O Orkut hoje representa uma das principais referências de sites quando as pessoas estão conectadas, sobretudo os mais jovens. Não por acaso chama a atenção de pais, professores e pesquisadores. Vários trabalhos acadêmicos foram produzidos nos últimos anos e muitos outros estão em andamento para analisar as relações de fascínio, mas também as possibilidades de aprendizagens, entretenimento e comunicações que o Orkut oferece.

Diante da especial popularização do Orkut no Brasil e do crescente interesse de pesquisadores em investigar os processos  de comunicação, as práticas discursivas, os relacionamentos e as aprendizagens nas redes sociais, o livro reúne ensaios que resultam de pesquisas de iniciação científica, mestrado, doutorado e pós-doutorado, realizadas por professores em diferentes momentos em suas carreiras e em diversas universidades brasileiras. As abordagens são múltiplas, assim como as pluralidades e as possibilidades de interações no Orkut. Cada um a seu modo, os ensaios apresentam e discutem a complexidade e a variedade de vivências, abordam temas como as identidades, a estética corporal, o internetês, as representações de professores e de escolas, os discursos sobre a velhice, as imagens de família, as relações de fascínio, ideais de felicidade, os significados e sentidos que os participantes tecem em suas redes sociais na internet.

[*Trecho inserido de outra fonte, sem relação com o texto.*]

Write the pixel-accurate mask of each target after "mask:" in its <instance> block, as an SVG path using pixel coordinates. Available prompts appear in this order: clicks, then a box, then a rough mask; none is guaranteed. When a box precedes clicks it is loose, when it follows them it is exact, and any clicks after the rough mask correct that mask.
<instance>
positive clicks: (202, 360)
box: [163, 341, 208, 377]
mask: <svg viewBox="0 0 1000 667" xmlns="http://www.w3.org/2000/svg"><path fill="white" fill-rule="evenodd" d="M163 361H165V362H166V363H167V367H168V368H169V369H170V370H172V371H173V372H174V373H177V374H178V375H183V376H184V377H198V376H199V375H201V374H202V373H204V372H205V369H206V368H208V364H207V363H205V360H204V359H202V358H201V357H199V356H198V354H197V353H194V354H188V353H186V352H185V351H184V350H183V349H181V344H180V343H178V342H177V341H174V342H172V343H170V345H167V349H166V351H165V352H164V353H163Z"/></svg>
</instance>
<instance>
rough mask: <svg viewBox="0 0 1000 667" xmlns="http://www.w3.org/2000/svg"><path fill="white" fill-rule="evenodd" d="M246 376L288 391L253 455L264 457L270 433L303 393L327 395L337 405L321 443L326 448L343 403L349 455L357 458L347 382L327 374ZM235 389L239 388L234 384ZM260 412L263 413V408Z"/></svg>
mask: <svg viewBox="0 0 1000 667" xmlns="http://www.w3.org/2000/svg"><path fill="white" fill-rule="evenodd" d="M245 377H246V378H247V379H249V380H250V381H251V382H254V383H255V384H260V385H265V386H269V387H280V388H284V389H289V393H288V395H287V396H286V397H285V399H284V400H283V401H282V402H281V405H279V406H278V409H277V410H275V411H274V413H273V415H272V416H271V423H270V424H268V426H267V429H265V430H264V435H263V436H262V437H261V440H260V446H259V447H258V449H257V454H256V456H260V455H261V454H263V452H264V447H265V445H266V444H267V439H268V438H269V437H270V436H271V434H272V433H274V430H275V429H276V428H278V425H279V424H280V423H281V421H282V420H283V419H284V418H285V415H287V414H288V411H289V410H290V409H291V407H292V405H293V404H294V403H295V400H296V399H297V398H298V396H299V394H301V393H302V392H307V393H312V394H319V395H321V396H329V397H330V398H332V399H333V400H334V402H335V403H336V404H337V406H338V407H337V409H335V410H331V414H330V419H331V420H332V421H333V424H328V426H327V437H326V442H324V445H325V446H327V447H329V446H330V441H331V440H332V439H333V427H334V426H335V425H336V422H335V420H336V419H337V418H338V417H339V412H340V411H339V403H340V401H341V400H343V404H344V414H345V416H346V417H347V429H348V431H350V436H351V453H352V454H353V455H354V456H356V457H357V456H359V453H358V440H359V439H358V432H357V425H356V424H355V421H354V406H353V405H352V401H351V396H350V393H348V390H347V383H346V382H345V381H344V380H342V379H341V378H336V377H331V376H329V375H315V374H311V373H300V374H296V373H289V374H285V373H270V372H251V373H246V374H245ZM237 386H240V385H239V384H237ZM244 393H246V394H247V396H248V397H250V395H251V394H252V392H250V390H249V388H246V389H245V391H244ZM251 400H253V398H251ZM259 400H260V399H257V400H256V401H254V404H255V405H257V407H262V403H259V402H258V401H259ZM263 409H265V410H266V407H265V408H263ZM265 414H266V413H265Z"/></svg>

O livro ressalta que o Orkut se constitui em mais uma fonte de sociabilização digital, um espaço privilegiado para a ampliação de comunicação que favorece os intercâmbios, pois possibilita aos sujeitos vivenciarem relações para além de suas comunidades locais. É uma rede fascinante de invenção e exibição de subjetividades. Por fim, a intenção do livro é ampliar debates. Que as inquietações e as motivações aqui expostas contribuam para que pais, educadores e interessados em geral conheçam, sob esses ângulos, o que fazem e pensam jovens e adultos em suas redes sociais na internet, como festejam a vida no Orkut.